28.11.05

«In hoc signo vinces»

Quando andava na escola primária, por cima do quadro de lousa, estavam lá os retratos do presidente do conselho e do presidente da República, ladeando o crucifixo.
Nas semanas seguintes ao 25 de Abril, os retratos foram «abatidos» á força dos tiros certeiros de giz, por parte das «forças avançadas» que nós então nos tornamos. O dia que em caiu o estilhaçado Marcelo foi um dia histórico na nossa sala de aula.
Desconheço se o actual presidente do conselho e o PR continuam a fazer de partner ao crucifixo. Ou sequer se o giz é ainda utilizado como «arma de arremesso revolucionário».

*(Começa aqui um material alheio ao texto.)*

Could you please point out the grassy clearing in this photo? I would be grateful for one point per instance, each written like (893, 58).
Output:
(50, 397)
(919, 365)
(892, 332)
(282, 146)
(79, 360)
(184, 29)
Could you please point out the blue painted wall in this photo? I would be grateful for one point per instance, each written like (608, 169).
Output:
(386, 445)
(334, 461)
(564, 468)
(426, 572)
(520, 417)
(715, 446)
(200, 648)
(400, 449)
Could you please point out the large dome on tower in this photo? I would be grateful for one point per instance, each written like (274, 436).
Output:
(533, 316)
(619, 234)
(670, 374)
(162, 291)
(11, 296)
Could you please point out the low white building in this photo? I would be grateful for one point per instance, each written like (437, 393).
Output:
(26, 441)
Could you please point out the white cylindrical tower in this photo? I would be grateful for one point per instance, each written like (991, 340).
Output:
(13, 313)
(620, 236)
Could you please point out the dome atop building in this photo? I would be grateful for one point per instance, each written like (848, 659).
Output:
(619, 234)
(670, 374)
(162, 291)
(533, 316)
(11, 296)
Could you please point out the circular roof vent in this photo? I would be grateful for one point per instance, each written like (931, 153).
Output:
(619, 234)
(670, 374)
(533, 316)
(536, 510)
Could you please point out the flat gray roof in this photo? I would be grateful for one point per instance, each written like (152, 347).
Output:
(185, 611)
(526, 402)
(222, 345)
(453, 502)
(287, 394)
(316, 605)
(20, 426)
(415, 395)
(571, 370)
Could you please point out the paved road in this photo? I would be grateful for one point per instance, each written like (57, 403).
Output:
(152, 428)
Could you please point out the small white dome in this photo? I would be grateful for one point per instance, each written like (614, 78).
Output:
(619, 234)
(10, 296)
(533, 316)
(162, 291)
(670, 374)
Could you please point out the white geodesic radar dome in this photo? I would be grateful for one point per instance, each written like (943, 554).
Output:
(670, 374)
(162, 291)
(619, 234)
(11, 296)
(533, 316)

Aparentemente, os crucifixos mantem-se no seu posto.
Questio I: Diz tal assunto respeito ao Estado?
Não.
«Parece-me que o Estado é uma sociedade de homens, constituída unicamente com o fim de conservar e promover os seus bens civis. Chamo bens civis à vida, à liberdade, à integridade do corpo e à protecção contra a dor, à propriedade dos bens externos, tais como as terras, o dinheiro, os móveis, etc. (...) parece-me demonstrar que a jurisdição plena do magistrado diz unicamente respeito aos bens civis e que o direito e a soberania do poder civil se limitam e circunscrevem a conservar e a promover apenas esses bens, e que não devem nem podem, de modo algum , estender-se à salvação das almas»
John Locke, «Carta sobre a tolerância» (1685);

Questio II: Deve o Estado retirar tais símbolos religiosos?
Sim. Na medida em que tais crucifixos não são objectos de arte, mas sim puramente simbólicos, demarcando determinado espaço fisico como «cristão», não devem ser permitidos em instalações públicas.
Entendo contudo que as comunidades locais possam optar pela presença e utilização de simbolos religiosos ou outras manifestações de carácter religioso em instalações do Estado. (o que não deve ser imposto, também não deve necessariamente ser proibido). No entanto, apenas na medida em que tais escolhas se possam inserir num contexto de livre expressão e sobretudo de educação e nunca como símbolo de autoridade, de potestas, como sucede com os crucifixos nas salas de aula ou nos hospitais. Exemplificando: se determinada comunidade (inserida na Estado), decidir criar um presépio pelo Natal, respeitar o Ramadão, assinalar o Yon Kipur ou afixar um poster assinado pelos jogadores do Benfica (da época passada...), tal pode configurar uma manifestação legítima de autonomia e de respeito pelos valores comunitários locais, se assumir carácter voluntário, cultural, etc. Aí, também em nada se desrespeita a «neutralidade» do Estado, uma vez que este não está em questão. Já seria inadmissível que tais manifestações ou símbolos assumisssem um carácter oficial e/ou obrigatório.

Nota 1: Julgo evidente que ninguém pretende retirar todos os sinais religiosos, nomeadamente, a simbologia cristã presente nos edifícios históricos pertença do Estado, da heráldica e emblemas institucionais, papel timbrado e tutti quanti. Seria ridículo e um atentado à memória e património cultural e histórico.
Nota 2: Um Estado que fosse realmente independente não estaria 30 anos à espera para retirar crucifixos das salas de aula. Uma organização que fosse verdadeiramente independente, ao invés de alegar «perseguição» deveria simplesmente dizer: «não fomos nós que os lá pusemos, não seremos nós que os tiraremos. É algo que não nos diz respeito, pois não falamos do que se passa na casa dos outros».
Nota 3: em caso algum defendo que o Estado deva, por princípio, de alguma forma impedir a utilização das suas instalações por parte de comunidades religiosas ou que os simbolos religiosos devem ser afastados dos espaços propriedade pública. Pelo contrário, julgo que o Estado não se deve imiscuir nesses assuntos, nem impedir a fruição de bens públicos parte dessas comunidades.